Setup/Smear campaign against Wolfowitz continues
The corruptocrats at the World Bank won’t rest until Wolfowitz is either ousted or resigns. Because the ‘controversy’ continues to grow, it’s important to have all the facts, not just the ones that the World Bank glosses over in its ‘reports’ and are then regurgitated by the mediots.
I blogged a few weeks ago about the Wall Street Journal’s defense of Wolfie, and they’ve done another exemplary job here.
Make sure to read it all and draw your own conclusions. To me, this is more than just a smear campaign. It’s a setup designed to oust the one person in the World Bank who has tried to reform it in order to keep its participants more accountable – a person who was also one of the ‘neocons’ who pushed for the Iraq war. The WSJ concludes:
President Bush should understand that none of this is about Mr. Wolfowitz’s “ethics.” It is all about the European desire to punish a Bush appointee for his support for the Iraq war and his determination to change the bank’s policies to fight corruption rather than simply push taxpayer money out the door. If the board really wants to oust Mr. Wolfowitz, the White House should insist on a recorded vote. We wonder if Europeans really want this showdown.
And oh, yes: President Bush could also help by declaring that, if the Europeans do oust Mr. Wolfowitz, his likely choice as a successor would be Paul Volcker, the former Fed Chairman who has made a recent career of fighting corruption. There is certainly a lot of that to clean up at the World Bank.
Update: Ed Lasky speculates on who would replace Wolfie should he be fired or resign – and who it would benefit:
Apparently, some Europeans and others see the current turmoil as an opportunity to flex their muscles and appoint someone who does not hail from this side of the Atlantic. The Wall Street Journal has touted the possibility that one Mark Malloch Brown, a Brit, but really one of those people who float above the world and are “world citizens,” may be next in line to succeed Wolfowitz. This would be a sorry outcome for the world’s poor and for the reputation for the World Bank. The break with the past might signal that America will no longer have the influence at the Bank that it once did and this would be a bad state of affairs for America. However, the Wall Street Journal has pointed out, one person would indeed be quite happy is George Soros.
Soros has made billions of dollars operating in the murky world of offshore hedge funds. He is famously the man who “broke the Bank of England” by wagering a huge amount of money that Britain would be forced to devalue the pound. Britain weakened its currency; George Soros enlarged his fortune. The offshore nature of his hedge fund has many benefits for Soros. It is exempt from many American security regulations and its investors are invisible to the public. There have been rumors that Arab oil wealth has found an outlet in Soros’s funds, since he takes a percentage off the top based on the assets of the fund, and a reportedly substantial percentage of the profits (money which eventually can make its way, cleaned, to America). It is not too much of a stretch to wonder if Arab oil has fueled the rise of Soros.
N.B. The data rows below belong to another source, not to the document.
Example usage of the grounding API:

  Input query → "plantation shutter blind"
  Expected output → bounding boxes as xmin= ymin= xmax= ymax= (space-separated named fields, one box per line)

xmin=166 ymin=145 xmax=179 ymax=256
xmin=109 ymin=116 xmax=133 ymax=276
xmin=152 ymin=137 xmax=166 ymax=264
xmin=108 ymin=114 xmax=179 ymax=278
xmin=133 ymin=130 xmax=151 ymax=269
This situation should be a cause of concern. Soros is a major funder of the Democratic Party, activist groups that aid the Democrats (such as MoveOn.Org), and was a very early and generous backer of Barack Obama. This support could be crucial in the years ahead. Congress has recently been considering increasing the regulation and the transparency of hedge funds. Indeed, some attention has been focused on the role of hedge funds in American politics. The New York Times, for instance, ran an article earlier in the year (“Hedge Fund Chiefs, With Cash, Join Political Fray“) that predictably, focused on hedge fund managers who seemed to support the GOP. Unsurprisingly, the article omitted any mention at all of George Soros, whose politics are more compatible with those powers-that-be who are running the New York Times (into the ground). Yet Soros has very important reasons to want influence in Washington. Not just to support his agenda, but also to ensure that he can continue to operate behind a veil of secrecy and avoid any increased scrutiny of his hedge funds.